"Dwie bardzo różne wschodzące gwiazdy" - no rzeczywiście wschodzące, Iga numer 1 w rankingu, w chwili kręcenia odcinka 3 tytuły wielkoszlemowe i kilkanaście wygranych w Main Tour, a do tego Tiafoe - wtedy 34 w rankingu, liczba tytułów wielkoszlemowych 0, liczba tytułów w Main Tour - 2. I typ dostaje 2/3 odcinka, a Iga 30%.
Zgadzam się w pełni. Serial Netflixa trzeba przyznać jest zrobiony z dużym rozmachem, jednakże bardzo nietrafnie pozycjonuje poszczególne role bohaterów. Już w pierwszym sezonie poczułem zgrzyt bo Iga w moim odczuciu została potraktowana marginalnie, było kilka wzmianek co najwyżej, wszystko toczyło się wokół innych zawodniczek jak Sakkari, Badosa czy Tomljanovic. Czas pokazał, że owe tenisistki chwilowo zagościły w top 10 (z wyjątkiem ostatniej, która jest po prostu przeciętna) i pewnego poziomu moim zdaniem już nie przeskoczą.

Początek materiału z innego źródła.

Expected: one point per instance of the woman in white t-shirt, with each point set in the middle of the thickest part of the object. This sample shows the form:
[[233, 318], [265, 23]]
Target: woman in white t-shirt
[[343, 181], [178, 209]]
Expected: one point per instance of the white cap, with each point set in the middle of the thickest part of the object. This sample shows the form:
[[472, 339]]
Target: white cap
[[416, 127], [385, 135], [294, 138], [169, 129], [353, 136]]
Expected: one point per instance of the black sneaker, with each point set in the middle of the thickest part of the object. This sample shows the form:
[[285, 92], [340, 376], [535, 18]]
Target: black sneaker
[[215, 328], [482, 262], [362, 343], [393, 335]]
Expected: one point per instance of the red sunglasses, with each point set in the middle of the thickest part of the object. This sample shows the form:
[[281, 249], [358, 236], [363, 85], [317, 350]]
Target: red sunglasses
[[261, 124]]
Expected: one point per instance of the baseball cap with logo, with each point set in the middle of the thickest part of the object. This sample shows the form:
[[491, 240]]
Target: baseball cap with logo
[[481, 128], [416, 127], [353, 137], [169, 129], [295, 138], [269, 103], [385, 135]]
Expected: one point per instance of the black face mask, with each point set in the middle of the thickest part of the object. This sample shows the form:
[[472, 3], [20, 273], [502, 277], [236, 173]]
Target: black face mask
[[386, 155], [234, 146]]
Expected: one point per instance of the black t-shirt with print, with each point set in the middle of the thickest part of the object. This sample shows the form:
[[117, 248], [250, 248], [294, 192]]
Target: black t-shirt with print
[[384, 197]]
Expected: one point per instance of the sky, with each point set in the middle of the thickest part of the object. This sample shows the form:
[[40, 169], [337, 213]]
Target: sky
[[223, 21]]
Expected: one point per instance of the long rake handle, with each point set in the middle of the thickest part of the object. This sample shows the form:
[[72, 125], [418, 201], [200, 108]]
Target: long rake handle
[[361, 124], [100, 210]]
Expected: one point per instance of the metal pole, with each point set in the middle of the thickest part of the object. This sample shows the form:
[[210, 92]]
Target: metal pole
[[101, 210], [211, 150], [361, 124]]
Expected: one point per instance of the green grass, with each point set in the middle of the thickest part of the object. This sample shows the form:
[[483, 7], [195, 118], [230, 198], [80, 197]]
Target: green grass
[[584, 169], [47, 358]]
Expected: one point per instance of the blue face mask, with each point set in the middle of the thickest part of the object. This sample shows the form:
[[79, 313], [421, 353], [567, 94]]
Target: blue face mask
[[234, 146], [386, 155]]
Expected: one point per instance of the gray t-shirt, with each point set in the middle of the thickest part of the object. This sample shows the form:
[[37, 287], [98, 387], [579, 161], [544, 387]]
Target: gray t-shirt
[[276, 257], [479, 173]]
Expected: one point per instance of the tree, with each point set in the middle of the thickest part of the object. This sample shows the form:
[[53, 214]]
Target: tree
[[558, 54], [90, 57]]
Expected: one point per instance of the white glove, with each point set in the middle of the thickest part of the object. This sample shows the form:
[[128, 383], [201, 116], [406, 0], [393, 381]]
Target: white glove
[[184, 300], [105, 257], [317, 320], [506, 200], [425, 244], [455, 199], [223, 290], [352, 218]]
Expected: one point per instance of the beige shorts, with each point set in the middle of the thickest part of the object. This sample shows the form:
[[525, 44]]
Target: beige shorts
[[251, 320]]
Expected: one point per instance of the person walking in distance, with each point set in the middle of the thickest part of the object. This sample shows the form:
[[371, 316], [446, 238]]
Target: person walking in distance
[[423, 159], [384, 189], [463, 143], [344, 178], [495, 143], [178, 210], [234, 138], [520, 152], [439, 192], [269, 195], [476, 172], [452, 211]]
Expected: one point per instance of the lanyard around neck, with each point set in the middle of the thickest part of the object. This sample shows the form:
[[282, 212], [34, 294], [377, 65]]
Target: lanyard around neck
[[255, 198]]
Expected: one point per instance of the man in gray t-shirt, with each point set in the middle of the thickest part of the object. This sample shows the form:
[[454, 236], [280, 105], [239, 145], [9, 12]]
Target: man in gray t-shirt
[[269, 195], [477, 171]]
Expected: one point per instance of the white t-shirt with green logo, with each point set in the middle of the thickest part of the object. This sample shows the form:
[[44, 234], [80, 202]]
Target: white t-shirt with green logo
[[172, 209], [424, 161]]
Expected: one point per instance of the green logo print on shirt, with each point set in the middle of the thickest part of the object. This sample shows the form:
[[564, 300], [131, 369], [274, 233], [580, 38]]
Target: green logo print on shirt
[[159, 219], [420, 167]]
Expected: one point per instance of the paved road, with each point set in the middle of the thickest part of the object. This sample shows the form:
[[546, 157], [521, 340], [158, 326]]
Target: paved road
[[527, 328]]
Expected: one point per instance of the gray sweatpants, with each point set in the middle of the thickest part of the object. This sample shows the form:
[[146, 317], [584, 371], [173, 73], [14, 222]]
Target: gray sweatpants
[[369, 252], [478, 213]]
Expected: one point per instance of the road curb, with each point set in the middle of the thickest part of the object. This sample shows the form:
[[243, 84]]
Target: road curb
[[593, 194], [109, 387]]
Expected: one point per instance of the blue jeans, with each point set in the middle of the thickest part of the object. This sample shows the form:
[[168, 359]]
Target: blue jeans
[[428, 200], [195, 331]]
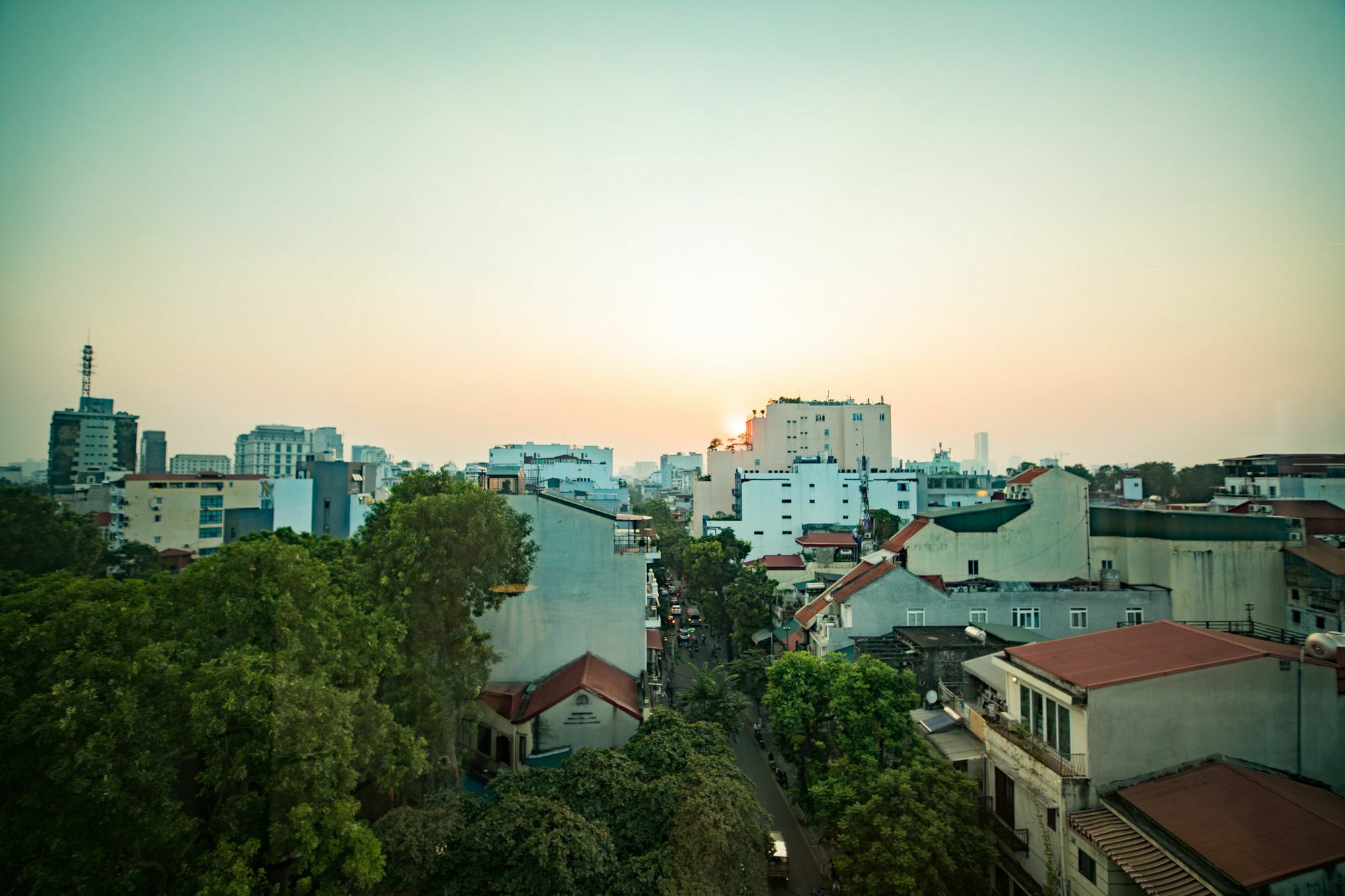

Z nadzieją czekałem na kolejne odcinki gdzie spodziewałem się dużo materiału o Idze, a nawet całych 2 odcinków poświęconej Polce. Finalnie dostaliśmy marne ochłapy. A szkoda bo potencjał był bardzo duży i twórcy mogąc nagrywać i przebywać w jej gronie powinni to wykorzystać. Pozostaje spory niedosyt.
Myślę, że jest to zamierzone - więcej czasu poświęcają tym, którzy się wspinają na szczyt, a mniej aktualnym liderom/gwiazdom. Djoković i Nadal dalej są pomijani, przedstawiani jako oponent, nie jako główna postać. Z Igą również też tak było w paru odcinkach, aż w końcu dostała trochę czasu w 9 odcinku. Uważam, że dobrze ją przedstawili, z dużym uznaniem i honorem. Wiadomo, my Polacy chcielibyśmy jej więcej, ale po co robić serial o tenisie, prezentując głównie najlepszą zawodniczkę na świecie? Wówczas byłby to dokument poświęcony jednej zawodniczce. Niedosyt oczywiście jest, ale jestem pewny, że w kolejnym sezonie znowu się pojawi.